The team also volunteered at the Humanitarian Respite Center at Sacred Heart Church in McAllen, Texas, providing services, clean clothing, food and toiletries to newly released detainees and helping them gain a foothold on skills they will need to be successful as they take the next steps on their journey.

“For some parents, it was their first opportunity to know where their children were and to see them again,” Orange said. “They were tired, distraught, but hopeful because they had just been released. It was, for many people, their first opportunity to really breathe freely and know that they were safe.”

While the USC team weren’t allowed to see the detention conditions at Port Isabel, Orange said the people they saw who had just been released were not in good condition.

“For many folks, it was their first shower in 3,000 miles because those types of things were not available at the detention centers, and people told us that,” Orange said. “Some people had been detained without basic hygiene products and showers for weeks.”

Legal abuses

Orange and his student team found a situation where the law is constantly being changed to make the situation as difficult as possible for lawyers and their clients.

“Every time the attorneys representing detained children and families make strides to effectively represent them, the Trump administration changes the rules of the game to make it more difficult for anyone to be released or even have a fair hearing,” Orange said. “The hearings are not fair and the lawyers are facing constantly moving goal posts.”

Orange says he saw a degradation in the legal situation compared to last year.

In many cases, Orange noted, the courts are flouting detainees’ right to due process by denying them the right to legal representation and proceedings in their own language.

Also, people seeking asylum in the United States because they are fleeing death in their own countries are no longer able to petition safely for asylum from inside the country.

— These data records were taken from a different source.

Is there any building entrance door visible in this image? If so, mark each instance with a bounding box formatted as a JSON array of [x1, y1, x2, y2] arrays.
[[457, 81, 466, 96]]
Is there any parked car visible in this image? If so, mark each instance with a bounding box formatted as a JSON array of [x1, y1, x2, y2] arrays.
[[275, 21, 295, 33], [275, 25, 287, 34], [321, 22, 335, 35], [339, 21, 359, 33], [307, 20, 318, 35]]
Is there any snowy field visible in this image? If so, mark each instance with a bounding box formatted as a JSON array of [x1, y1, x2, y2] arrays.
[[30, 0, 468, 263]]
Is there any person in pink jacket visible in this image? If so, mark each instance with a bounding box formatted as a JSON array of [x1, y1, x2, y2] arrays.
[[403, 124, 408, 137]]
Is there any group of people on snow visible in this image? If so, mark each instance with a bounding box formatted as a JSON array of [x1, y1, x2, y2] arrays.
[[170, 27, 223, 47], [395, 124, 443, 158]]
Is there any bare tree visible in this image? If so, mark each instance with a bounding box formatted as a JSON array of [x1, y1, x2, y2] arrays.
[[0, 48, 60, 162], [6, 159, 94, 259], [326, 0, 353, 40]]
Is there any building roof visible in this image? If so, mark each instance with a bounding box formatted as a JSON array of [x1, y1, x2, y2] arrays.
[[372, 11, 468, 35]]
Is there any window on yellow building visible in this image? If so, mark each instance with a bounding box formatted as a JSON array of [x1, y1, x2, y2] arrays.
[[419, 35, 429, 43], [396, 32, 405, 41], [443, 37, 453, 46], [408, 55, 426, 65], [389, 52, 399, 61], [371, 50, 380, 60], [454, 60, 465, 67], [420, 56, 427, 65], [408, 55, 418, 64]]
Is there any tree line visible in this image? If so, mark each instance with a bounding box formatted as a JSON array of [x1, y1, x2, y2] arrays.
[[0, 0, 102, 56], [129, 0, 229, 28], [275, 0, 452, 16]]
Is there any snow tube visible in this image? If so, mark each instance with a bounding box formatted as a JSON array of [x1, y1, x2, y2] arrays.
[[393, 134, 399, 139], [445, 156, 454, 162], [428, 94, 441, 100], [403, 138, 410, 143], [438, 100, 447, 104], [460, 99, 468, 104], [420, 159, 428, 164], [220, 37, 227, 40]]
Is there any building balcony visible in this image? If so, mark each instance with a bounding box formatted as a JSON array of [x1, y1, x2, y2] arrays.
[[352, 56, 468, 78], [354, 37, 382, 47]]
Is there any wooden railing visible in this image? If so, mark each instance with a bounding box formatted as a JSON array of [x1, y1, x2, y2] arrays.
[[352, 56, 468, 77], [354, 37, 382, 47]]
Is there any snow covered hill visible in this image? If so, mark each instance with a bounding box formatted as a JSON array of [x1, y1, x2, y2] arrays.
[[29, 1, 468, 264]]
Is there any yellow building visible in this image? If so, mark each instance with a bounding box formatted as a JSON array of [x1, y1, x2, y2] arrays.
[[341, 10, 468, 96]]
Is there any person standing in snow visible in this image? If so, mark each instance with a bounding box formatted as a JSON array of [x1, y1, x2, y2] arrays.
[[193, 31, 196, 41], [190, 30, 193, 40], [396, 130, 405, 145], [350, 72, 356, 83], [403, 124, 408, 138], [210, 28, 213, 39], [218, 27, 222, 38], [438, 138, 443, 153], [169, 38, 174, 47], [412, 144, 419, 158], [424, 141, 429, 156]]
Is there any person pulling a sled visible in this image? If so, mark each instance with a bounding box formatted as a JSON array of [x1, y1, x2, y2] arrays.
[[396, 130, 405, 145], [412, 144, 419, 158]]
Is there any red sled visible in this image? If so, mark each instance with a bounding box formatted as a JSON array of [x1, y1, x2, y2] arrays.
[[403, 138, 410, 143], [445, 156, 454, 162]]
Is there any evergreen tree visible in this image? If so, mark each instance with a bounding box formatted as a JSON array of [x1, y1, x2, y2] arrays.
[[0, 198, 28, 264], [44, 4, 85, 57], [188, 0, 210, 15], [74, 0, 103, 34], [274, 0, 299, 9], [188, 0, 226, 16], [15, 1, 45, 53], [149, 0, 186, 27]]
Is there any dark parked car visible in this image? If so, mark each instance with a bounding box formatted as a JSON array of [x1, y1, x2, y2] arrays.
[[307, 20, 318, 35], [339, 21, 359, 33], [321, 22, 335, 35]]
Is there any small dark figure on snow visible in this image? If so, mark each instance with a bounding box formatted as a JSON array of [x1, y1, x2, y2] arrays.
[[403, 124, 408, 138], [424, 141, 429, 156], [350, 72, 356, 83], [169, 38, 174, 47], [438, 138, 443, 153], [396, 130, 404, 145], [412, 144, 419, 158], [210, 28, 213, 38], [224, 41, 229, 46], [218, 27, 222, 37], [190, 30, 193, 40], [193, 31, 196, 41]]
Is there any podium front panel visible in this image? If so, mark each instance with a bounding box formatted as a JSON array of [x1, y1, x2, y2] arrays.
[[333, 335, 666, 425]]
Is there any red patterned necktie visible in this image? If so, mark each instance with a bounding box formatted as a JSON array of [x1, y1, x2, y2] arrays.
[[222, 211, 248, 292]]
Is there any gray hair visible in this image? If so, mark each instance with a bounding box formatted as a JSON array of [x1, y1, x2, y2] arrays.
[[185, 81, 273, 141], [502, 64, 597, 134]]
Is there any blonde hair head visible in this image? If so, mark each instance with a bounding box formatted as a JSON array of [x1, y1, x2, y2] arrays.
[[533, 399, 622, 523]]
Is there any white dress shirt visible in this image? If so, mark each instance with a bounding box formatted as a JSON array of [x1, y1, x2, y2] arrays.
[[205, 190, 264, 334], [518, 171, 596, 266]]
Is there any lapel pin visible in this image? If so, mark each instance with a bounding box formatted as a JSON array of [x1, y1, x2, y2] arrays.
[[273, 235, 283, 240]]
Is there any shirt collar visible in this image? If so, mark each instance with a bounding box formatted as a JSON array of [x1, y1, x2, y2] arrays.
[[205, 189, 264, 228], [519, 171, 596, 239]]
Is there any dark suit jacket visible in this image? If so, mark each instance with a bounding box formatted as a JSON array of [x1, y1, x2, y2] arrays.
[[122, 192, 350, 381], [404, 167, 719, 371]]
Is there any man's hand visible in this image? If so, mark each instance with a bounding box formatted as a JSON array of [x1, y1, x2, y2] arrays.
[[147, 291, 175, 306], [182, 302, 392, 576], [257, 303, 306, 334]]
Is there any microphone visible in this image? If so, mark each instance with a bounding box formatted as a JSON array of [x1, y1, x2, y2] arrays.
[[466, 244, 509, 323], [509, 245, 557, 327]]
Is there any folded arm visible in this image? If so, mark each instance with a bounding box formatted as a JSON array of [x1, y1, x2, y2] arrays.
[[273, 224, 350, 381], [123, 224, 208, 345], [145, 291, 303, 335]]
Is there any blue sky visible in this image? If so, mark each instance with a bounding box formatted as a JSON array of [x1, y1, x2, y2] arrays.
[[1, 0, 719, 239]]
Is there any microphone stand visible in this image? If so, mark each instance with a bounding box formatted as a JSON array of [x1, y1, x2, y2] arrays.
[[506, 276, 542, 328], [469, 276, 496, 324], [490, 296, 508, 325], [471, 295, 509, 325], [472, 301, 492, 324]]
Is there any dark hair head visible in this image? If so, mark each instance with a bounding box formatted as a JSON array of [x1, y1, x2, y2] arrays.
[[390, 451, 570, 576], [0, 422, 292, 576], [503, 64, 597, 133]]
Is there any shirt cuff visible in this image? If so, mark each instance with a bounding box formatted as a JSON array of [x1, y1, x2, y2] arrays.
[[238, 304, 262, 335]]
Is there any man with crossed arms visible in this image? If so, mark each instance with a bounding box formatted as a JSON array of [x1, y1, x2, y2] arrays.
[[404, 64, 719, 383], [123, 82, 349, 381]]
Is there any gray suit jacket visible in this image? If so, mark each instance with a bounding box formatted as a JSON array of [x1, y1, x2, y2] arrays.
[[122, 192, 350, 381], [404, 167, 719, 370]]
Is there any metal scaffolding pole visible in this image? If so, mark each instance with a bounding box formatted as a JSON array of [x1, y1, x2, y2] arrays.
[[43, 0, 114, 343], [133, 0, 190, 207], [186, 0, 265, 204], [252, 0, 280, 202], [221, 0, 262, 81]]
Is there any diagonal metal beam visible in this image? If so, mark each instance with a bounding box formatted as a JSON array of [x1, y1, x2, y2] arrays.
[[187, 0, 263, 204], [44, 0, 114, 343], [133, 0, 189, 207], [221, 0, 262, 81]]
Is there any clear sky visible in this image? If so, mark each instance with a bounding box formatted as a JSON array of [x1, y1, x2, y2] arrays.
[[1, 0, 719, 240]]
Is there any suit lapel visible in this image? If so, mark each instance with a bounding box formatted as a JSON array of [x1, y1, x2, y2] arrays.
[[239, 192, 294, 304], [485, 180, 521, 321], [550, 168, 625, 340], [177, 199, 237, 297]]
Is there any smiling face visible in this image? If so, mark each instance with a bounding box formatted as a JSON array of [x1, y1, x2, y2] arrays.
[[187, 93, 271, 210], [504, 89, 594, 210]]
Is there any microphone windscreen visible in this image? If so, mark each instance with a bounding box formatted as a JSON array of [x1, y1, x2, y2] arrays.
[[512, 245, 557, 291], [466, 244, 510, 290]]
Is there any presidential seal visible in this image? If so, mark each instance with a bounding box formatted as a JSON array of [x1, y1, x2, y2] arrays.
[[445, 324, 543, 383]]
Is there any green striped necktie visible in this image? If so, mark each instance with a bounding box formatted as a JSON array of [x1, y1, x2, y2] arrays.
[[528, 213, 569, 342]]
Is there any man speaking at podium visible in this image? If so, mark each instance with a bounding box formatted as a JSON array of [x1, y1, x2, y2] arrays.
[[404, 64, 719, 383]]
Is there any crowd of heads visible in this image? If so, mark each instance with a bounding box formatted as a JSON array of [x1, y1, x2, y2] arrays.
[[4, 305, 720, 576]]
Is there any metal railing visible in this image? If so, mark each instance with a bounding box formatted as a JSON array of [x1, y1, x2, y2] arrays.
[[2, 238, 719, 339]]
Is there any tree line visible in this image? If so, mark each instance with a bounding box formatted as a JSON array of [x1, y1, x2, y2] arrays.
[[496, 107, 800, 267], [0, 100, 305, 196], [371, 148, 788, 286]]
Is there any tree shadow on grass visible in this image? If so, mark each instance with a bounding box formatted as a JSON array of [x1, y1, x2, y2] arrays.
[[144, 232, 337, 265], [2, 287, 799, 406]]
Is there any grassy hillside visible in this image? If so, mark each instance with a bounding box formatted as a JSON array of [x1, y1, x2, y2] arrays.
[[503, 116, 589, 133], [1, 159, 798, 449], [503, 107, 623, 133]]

Working with ProBAR, the students conducted a research survey of law in Texas and Mexico and of American Bar Association ethics laws to determine the feasibility, as well as a methodology, of providing asylum services across the border.

Bearing witness

Yvette Lopez, a computer science major at USC Viterbi School of Engineering and program participant, described many heartbreaking cases the students witnessed while in Texas, including a deportation hearing for a Kenyan-Somalian man seeking religious freedom in the U.S. after he had been persecuted for converting to a different religion and preaching it in public in his home country.

“This man was bawling on the witness stand as he talked about how his sister was raped and murdered for their religious beliefs,” Lopez said. “He spoke of being tied up and burned with cigarette butts, leaving scars on his back that still exist today.”

Although they witnessed a lot of pain, Lopez said the students also met many people who gave them hope.

“The attorneys at ProBAR are fighting to their last breath to ensure that migrant children are getting the representation they need to navigate a hostile legal system,” she said.

When Orange suggested a more aggressive approach to trial, the attorneys implemented it and made it a success, Lopez said.

“When the team did presentations on making objections and delivering examinations, they were engaged and asked us hard questions,” she added.

“Their passion is contagious.”

Our best hope

Orange says he thinks students are society’s best hope of a backstop against the current backwards slide on human and legal rights at the border.

“Involving students in hands-on opportunities to see just how horrible things are for less fortunate people involved in unimaginable circumstances prepares them to not only stop the backwards slide, but to push to bring humanity back to where it should be in terms of having genuine appreciation and respect — and I’ll go so far as to say an affection — for other humans,” he said.

“I think this experience does that better than anything else could.”